The introduction of Nyreen in the Omega DLC has received varied commentary. Some praised her characterization and welcomed the decision as female representation was important for the game; others were disappointed that her visual design consisted of features that mostly relied on conventional depictions of femininity as interpreted through the lens of a human understanding of gender, with some even preferring a lack of divergent gender markers in turian characters. Lin was of the view that the inclusion of a major female turian character was an attempt by BioWare to address criticism of their limited view of possibilities in alien races which are influenced by heteronormative or traditional gender constructs.

===Analysis===
GameSpot uploaded a video in April 2012 which analyzed the plausibility of life in other parts of the universe, and if complex extraterrestrial life exists, the probability of convergent evolution which the Mass Effect series has adopted for the conception of most of its alien races. Presenter Cameron Robinson noted that most of the Mass Effect races physically resemble terrestrial animals in terms of appearance and compared the turians to crabs.

In an article published by the Bulletin of Science, Technology & Society in 2016, Eva Zekany from Central European University explored the boundaries of interspecies sex and the desire for alien romance options as depicted in the Mass Effect series, as well as their reinterpretation by Mass Effect fandom. She observed that the presentation of a human-turian romantic relationship as well as its complexities invite "interesting questions about either the potential exacerbation, or the rendering-unintelligible of sexual difference, as well as about cross-species desire and about the ontology of the natural and the artificial". Zekany drew attention to fan art which offers a "careful and detailed study" of possible turian anatomy and "the ways in which it might misfit with human anatomy". She suggested that these anatomically detailed sketches represent a type of desire that is attached to biological difference, but not sexual difference or its associated hierarchical meanings. Zekany also discussed the representation of posthumanism in Mass Effect and how it emerges through an affective connection between species which are biologically and culturally incompatible with each other by convention, giving rise to the concept of nomadic subjectivity that "transcends the artifices of gender and species definitions".

==Cultural references==
American electronic musician Baths wrote and composed a song called "Turian Courtship", which is included in a B-Side compilation released in 2011.

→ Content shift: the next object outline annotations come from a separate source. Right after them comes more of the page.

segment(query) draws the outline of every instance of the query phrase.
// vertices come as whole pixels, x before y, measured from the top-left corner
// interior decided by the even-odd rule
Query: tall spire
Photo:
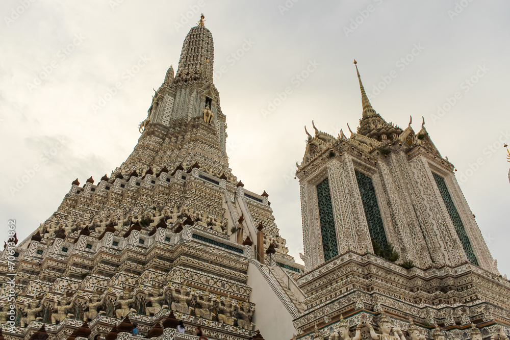
[[[361,90],[361,103],[363,106],[363,117],[370,117],[371,116],[376,115],[377,112],[372,107],[367,93],[365,92],[365,88],[363,87],[363,84],[361,82],[361,76],[360,75],[360,71],[358,70],[358,62],[354,59],[354,64],[356,66],[356,73],[358,73],[358,79],[360,81],[360,89]]]
[[[183,81],[189,82],[205,77],[205,80],[212,81],[214,58],[213,36],[203,22],[202,14],[197,25],[190,30],[184,39],[176,80],[182,79]]]

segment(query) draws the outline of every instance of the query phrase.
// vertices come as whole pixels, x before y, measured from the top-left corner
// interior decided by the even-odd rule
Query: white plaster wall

An internet meme called "Marauder Shields" originated from negative player reception towards a portion of the controversial ending sequence of Mass Effect 3. It sarcastically references the fact that the final enemy unit the player fights in the game is a standard Marauder protected by defense shields, who is nevertheless easily dispatched by the player as Shepard. The meme's notoriety inspired a parody webcomic about the character.

An advanced persistent threat (APT) group which targets various states' Ministries of Foreign Affairs as well as telecommunication companies in Africa and the Middle East utilizes backdoor method as part of its modus operandi; a custom backdoor which emerged in the late 2010s
is dubbed "Turian" and noted for its similarities to "Quarian", another backdoor deployed against Syrian and American diplomatic targets in the early 2010s.